Public Communications Manager Magali Gruet introduced the organization, saying, “We do a lot of research in artificial intelligence, in cybersecurity. We do some quantum, we do computing, we even do some space work.”
The ISI research team, consisting of over 400 scientists and Ph.D students, then presented their AI research, new programs, and other industry-changing developments during the two hour conference.
ISI computer scientist Genevieve Bartlett kicked off the conference by discussing her work on automating anti-phishing software and how she plans on using AI to take down scams systems more efficiently.
“I think something we all know is that the weakest link is going to be humans,” she said regarding online security. “So a lot of our work is in detecting scams, understanding the risk of things like an email or a social media contact”.
Jelena Mirkovic, a computer scientist and project leader for ISI, then gave an in-depth presentation about the relationship between people and passwords and how the human affinity for personal and memorable passwords affects our likelihood of getting scammed.
Her studies showed that one way to encourage the use of secure passwords that remained memorable was to “leverage existing memories that users have and then elicit those memories through a series of questions,” creating a password that is long and complex but more attractive to users than a randomly generated sequence.
Another technological development presented during the conference is a program that uses AI to prevent sex trafficking, persecute predators and even recognize those who are more at risk for online sex crimes.
“It’s there in almost every city, it’s there in almost every country, you know, developed, developing, and we just don’t know enough about it,” said ISI research lead Mayank Kejriwal on what drove him to study how to combat sex trafficking.
Through evidence collected by a program he helped create called Domain Specific Inside Graph (DIG), which uses AI is used to identify and report online sex trafficking advertisements, multiple traffickers have been prosecuted. According to Kejriwal, the program is used by more than 200 law enforcement agencies.

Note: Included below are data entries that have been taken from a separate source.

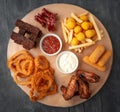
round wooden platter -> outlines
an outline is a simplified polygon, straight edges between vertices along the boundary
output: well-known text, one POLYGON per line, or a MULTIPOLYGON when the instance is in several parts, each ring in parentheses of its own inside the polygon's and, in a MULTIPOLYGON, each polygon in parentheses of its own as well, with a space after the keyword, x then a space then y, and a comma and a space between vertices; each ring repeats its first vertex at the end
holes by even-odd
MULTIPOLYGON (((63 33, 62 33, 62 28, 61 28, 61 21, 63 21, 65 17, 70 17, 71 12, 73 12, 75 14, 82 14, 82 13, 89 12, 89 11, 86 11, 83 8, 80 8, 80 7, 74 6, 74 5, 70 5, 70 4, 49 4, 49 5, 45 5, 45 6, 42 6, 40 8, 37 8, 37 9, 31 11, 22 20, 29 23, 29 24, 31 24, 31 25, 34 25, 34 26, 38 27, 42 31, 43 35, 49 33, 48 30, 41 27, 41 25, 38 22, 36 22, 35 19, 34 19, 34 16, 37 13, 40 13, 42 8, 46 8, 47 10, 58 14, 57 15, 58 20, 57 20, 57 23, 56 23, 56 29, 57 30, 55 32, 52 32, 52 33, 56 33, 57 35, 59 35, 61 37, 61 39, 63 41, 62 51, 68 50, 68 45, 64 42, 64 38, 63 38, 63 33)), ((110 40, 110 37, 109 37, 105 27, 102 25, 102 23, 95 16, 94 16, 94 18, 95 18, 95 21, 96 21, 99 29, 103 30, 104 37, 102 38, 101 41, 97 42, 95 45, 86 48, 81 54, 76 54, 78 56, 78 58, 79 58, 79 67, 78 67, 79 69, 89 71, 89 72, 92 71, 92 72, 94 72, 94 73, 96 73, 97 75, 100 76, 100 81, 98 83, 90 84, 90 91, 92 93, 91 97, 94 96, 101 89, 101 87, 104 85, 104 83, 106 82, 106 80, 107 80, 107 78, 108 78, 108 76, 110 74, 110 70, 111 70, 111 67, 112 67, 112 60, 113 60, 113 55, 112 55, 111 58, 109 59, 109 62, 106 65, 107 70, 105 72, 98 71, 95 68, 85 64, 82 61, 83 56, 90 55, 90 53, 96 48, 96 46, 98 44, 102 44, 102 45, 105 46, 105 48, 107 50, 112 51, 111 40, 110 40)), ((14 29, 14 30, 16 30, 16 29, 14 29)), ((10 56, 12 56, 13 54, 15 54, 16 52, 22 50, 22 49, 23 49, 23 47, 21 45, 18 45, 16 43, 14 43, 14 41, 10 39, 9 43, 8 43, 8 50, 7 50, 8 58, 10 56)), ((44 55, 40 51, 39 45, 36 48, 31 49, 29 52, 33 56, 44 55)), ((45 56, 45 57, 49 60, 50 65, 55 70, 55 80, 56 80, 56 83, 58 85, 58 92, 57 92, 57 94, 47 96, 47 97, 43 98, 42 100, 40 100, 38 102, 49 105, 49 106, 71 107, 71 106, 80 104, 80 103, 82 103, 84 101, 87 101, 87 99, 81 99, 79 96, 75 96, 69 101, 64 100, 64 98, 63 98, 63 96, 61 94, 61 91, 60 91, 60 86, 62 84, 67 86, 67 84, 68 84, 68 82, 70 80, 70 77, 74 73, 72 73, 72 74, 62 74, 62 73, 60 73, 56 69, 56 64, 55 64, 56 56, 52 56, 52 57, 45 56)), ((12 72, 11 72, 11 76, 13 76, 12 72)), ((29 94, 29 89, 27 87, 20 86, 20 85, 18 85, 18 86, 25 93, 29 94)))

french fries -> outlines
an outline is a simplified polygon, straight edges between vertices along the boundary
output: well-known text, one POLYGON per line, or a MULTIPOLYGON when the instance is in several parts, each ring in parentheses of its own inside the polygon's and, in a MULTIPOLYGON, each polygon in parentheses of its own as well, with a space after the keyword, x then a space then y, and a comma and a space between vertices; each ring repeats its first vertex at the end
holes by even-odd
POLYGON ((94 17, 92 16, 92 14, 89 15, 89 19, 90 19, 90 21, 93 23, 93 26, 94 26, 94 28, 95 28, 95 30, 96 30, 96 33, 97 33, 98 40, 101 40, 100 30, 99 30, 99 28, 97 27, 97 24, 96 24, 96 22, 95 22, 95 20, 94 20, 94 17))
POLYGON ((73 17, 78 23, 82 23, 83 21, 78 18, 74 13, 71 13, 71 17, 73 17))
POLYGON ((73 30, 70 30, 69 37, 68 37, 68 43, 70 44, 73 37, 73 30))
MULTIPOLYGON (((86 22, 85 24, 88 24, 88 23, 86 22)), ((103 31, 99 30, 93 16, 88 12, 85 12, 79 16, 75 15, 74 13, 71 13, 71 17, 65 18, 63 22, 61 22, 61 24, 62 24, 62 31, 63 31, 65 42, 70 45, 69 49, 70 50, 74 49, 75 52, 81 53, 83 49, 85 49, 88 46, 94 45, 96 41, 101 40, 101 38, 103 37, 103 31), (82 18, 80 18, 81 16, 87 17, 88 23, 90 22, 90 24, 92 24, 93 27, 90 26, 90 30, 92 28, 92 30, 96 32, 92 38, 91 36, 90 37, 86 36, 85 32, 89 30, 89 28, 87 29, 87 26, 81 26, 82 23, 86 22, 85 20, 82 20, 82 18), (75 27, 77 27, 77 29, 75 29, 75 27), (84 27, 84 28, 80 29, 80 27, 81 28, 84 27), (79 33, 82 33, 82 34, 79 34, 79 33), (79 38, 78 35, 82 37, 79 38), (77 42, 77 40, 74 38, 76 38, 80 42, 77 42)), ((87 32, 87 35, 93 35, 93 33, 92 34, 90 33, 90 30, 88 31, 89 34, 87 32)))
POLYGON ((64 26, 63 22, 61 24, 62 24, 63 37, 65 39, 65 42, 67 42, 68 41, 68 37, 67 37, 67 34, 66 34, 65 26, 64 26))
POLYGON ((86 41, 86 42, 88 42, 88 43, 93 42, 93 40, 92 40, 92 39, 88 39, 88 38, 87 38, 87 39, 85 39, 85 41, 86 41))
POLYGON ((88 47, 95 44, 95 42, 89 42, 89 43, 84 43, 84 44, 80 44, 80 45, 76 45, 76 46, 70 46, 69 49, 78 49, 78 48, 84 48, 84 47, 88 47))

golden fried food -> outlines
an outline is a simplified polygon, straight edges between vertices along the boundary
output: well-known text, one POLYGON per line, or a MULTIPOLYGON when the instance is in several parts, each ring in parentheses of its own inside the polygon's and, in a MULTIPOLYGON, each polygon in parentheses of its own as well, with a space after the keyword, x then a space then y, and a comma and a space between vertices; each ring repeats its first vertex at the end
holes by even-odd
POLYGON ((34 59, 35 66, 40 70, 49 68, 49 62, 44 56, 38 56, 34 59))
POLYGON ((37 92, 47 92, 53 83, 50 75, 38 72, 32 77, 32 88, 37 92))
POLYGON ((105 64, 112 55, 112 52, 110 50, 105 50, 106 49, 103 45, 98 45, 90 56, 83 57, 83 61, 100 71, 105 71, 105 64))
POLYGON ((109 60, 111 55, 112 55, 112 52, 110 50, 106 51, 97 64, 99 66, 104 66, 109 60))
POLYGON ((54 81, 52 72, 38 72, 31 79, 30 98, 32 101, 40 100, 45 96, 55 94, 57 85, 54 81), (35 95, 34 93, 37 93, 35 95))
POLYGON ((98 45, 92 52, 92 54, 89 56, 90 62, 95 64, 100 59, 104 52, 105 47, 103 45, 98 45))
POLYGON ((92 67, 94 67, 94 68, 96 68, 96 69, 98 69, 98 70, 100 70, 100 71, 105 71, 105 70, 106 70, 106 67, 105 67, 105 66, 100 67, 100 66, 98 66, 96 63, 95 63, 95 64, 91 63, 91 61, 89 60, 89 57, 88 57, 88 56, 84 56, 84 57, 83 57, 83 61, 84 61, 85 63, 87 63, 88 65, 90 65, 90 66, 92 66, 92 67))
POLYGON ((28 78, 26 78, 26 80, 24 80, 24 81, 22 81, 21 79, 22 79, 22 77, 24 77, 25 76, 25 74, 23 74, 23 73, 21 73, 21 72, 16 72, 15 74, 14 74, 14 81, 17 83, 17 84, 20 84, 20 85, 29 85, 29 84, 31 84, 31 82, 30 82, 30 77, 28 77, 28 78), (19 79, 18 79, 19 78, 19 79))
POLYGON ((30 89, 29 97, 32 101, 57 92, 54 69, 44 56, 34 58, 29 52, 22 50, 8 60, 8 67, 14 72, 14 81, 30 89))
POLYGON ((8 60, 8 68, 24 73, 24 77, 29 76, 34 71, 33 57, 26 50, 19 51, 8 60))
POLYGON ((94 45, 103 36, 94 17, 88 12, 81 15, 71 13, 71 17, 65 18, 61 24, 63 37, 69 44, 69 50, 75 50, 78 53, 94 45))

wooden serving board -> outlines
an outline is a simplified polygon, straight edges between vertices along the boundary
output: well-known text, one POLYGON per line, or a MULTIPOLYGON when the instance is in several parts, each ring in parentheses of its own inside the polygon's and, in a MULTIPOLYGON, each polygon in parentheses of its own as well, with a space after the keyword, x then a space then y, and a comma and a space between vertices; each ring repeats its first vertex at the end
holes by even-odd
MULTIPOLYGON (((37 8, 37 9, 31 11, 22 20, 31 24, 31 25, 34 25, 34 26, 40 28, 43 35, 47 34, 49 32, 47 31, 47 29, 41 27, 41 25, 34 20, 34 16, 37 13, 40 13, 42 8, 46 8, 47 10, 58 14, 57 15, 58 20, 57 20, 57 23, 56 23, 56 29, 57 30, 55 32, 52 32, 52 33, 56 33, 57 35, 59 35, 61 37, 61 39, 63 41, 62 51, 68 50, 68 45, 65 44, 63 34, 62 34, 61 21, 65 17, 70 17, 71 12, 74 12, 75 14, 82 14, 82 13, 86 12, 86 10, 83 9, 83 8, 80 8, 78 6, 74 6, 74 5, 70 5, 70 4, 49 4, 49 5, 45 5, 45 6, 42 6, 40 8, 37 8)), ((95 68, 85 64, 82 61, 83 56, 90 55, 90 53, 96 48, 96 46, 98 44, 103 44, 106 49, 109 49, 109 50, 112 51, 111 40, 110 40, 110 37, 109 37, 105 27, 96 17, 95 17, 95 21, 96 21, 98 27, 101 30, 103 30, 104 37, 102 38, 101 41, 97 42, 95 45, 86 48, 83 51, 83 53, 76 54, 79 58, 79 67, 78 68, 80 68, 82 70, 85 70, 85 71, 90 71, 90 72, 92 71, 92 72, 94 72, 94 73, 96 73, 100 76, 100 81, 98 83, 90 84, 90 91, 92 93, 91 97, 94 96, 101 89, 101 87, 105 84, 105 82, 106 82, 106 80, 107 80, 107 78, 110 74, 110 70, 111 70, 111 67, 112 67, 112 60, 113 60, 113 55, 112 55, 109 62, 107 63, 107 70, 105 72, 98 71, 95 68)), ((17 29, 14 29, 14 30, 17 30, 17 29)), ((14 53, 16 53, 16 52, 18 52, 22 49, 23 49, 23 47, 21 45, 18 45, 16 43, 14 43, 14 41, 10 39, 9 43, 8 43, 8 50, 7 50, 8 58, 10 56, 12 56, 14 53)), ((39 45, 36 48, 31 49, 29 52, 33 56, 44 55, 40 51, 39 45)), ((64 100, 64 98, 62 97, 61 91, 60 91, 60 86, 62 84, 67 85, 70 77, 72 76, 72 74, 67 74, 67 75, 62 74, 56 69, 56 64, 55 64, 56 56, 52 56, 52 57, 46 56, 46 58, 50 61, 50 65, 55 69, 55 80, 56 80, 56 83, 58 85, 58 93, 54 94, 54 95, 47 96, 47 97, 45 97, 44 99, 42 99, 38 102, 46 104, 46 105, 50 105, 50 106, 56 106, 56 107, 70 107, 70 106, 80 104, 84 101, 87 101, 86 99, 81 99, 79 96, 75 96, 69 101, 64 100)), ((12 72, 11 72, 11 76, 13 76, 12 72)), ((25 93, 29 94, 29 89, 27 87, 24 87, 24 86, 19 86, 19 87, 25 93)))

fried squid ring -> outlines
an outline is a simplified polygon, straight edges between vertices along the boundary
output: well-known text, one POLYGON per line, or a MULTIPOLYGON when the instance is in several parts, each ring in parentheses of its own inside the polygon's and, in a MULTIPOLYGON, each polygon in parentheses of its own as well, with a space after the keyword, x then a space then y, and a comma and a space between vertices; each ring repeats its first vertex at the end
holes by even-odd
POLYGON ((50 66, 48 60, 44 56, 36 57, 34 59, 34 62, 37 69, 40 69, 40 70, 45 70, 50 66))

However, with the rapid advancements like DIG in the AI industry comes a need for ethical evaluation of these systems. Research Assistant Professor Fred Morstatter’s studies focus on bias and fairness in AI, and the ways that we can prevent the reproduction of harmful human mindsets by artificially intelligent entities.
The tools Morstatter and his team build to audit these trained biases look for datasets that discriminate against marginalized groups such as people of color, women, and members of the LGBTQ+ community.
“People like to criticize the AI systems for having bias in them.” says Morstatter. “Really what they’re doing is they’re propagating the biases that people take.”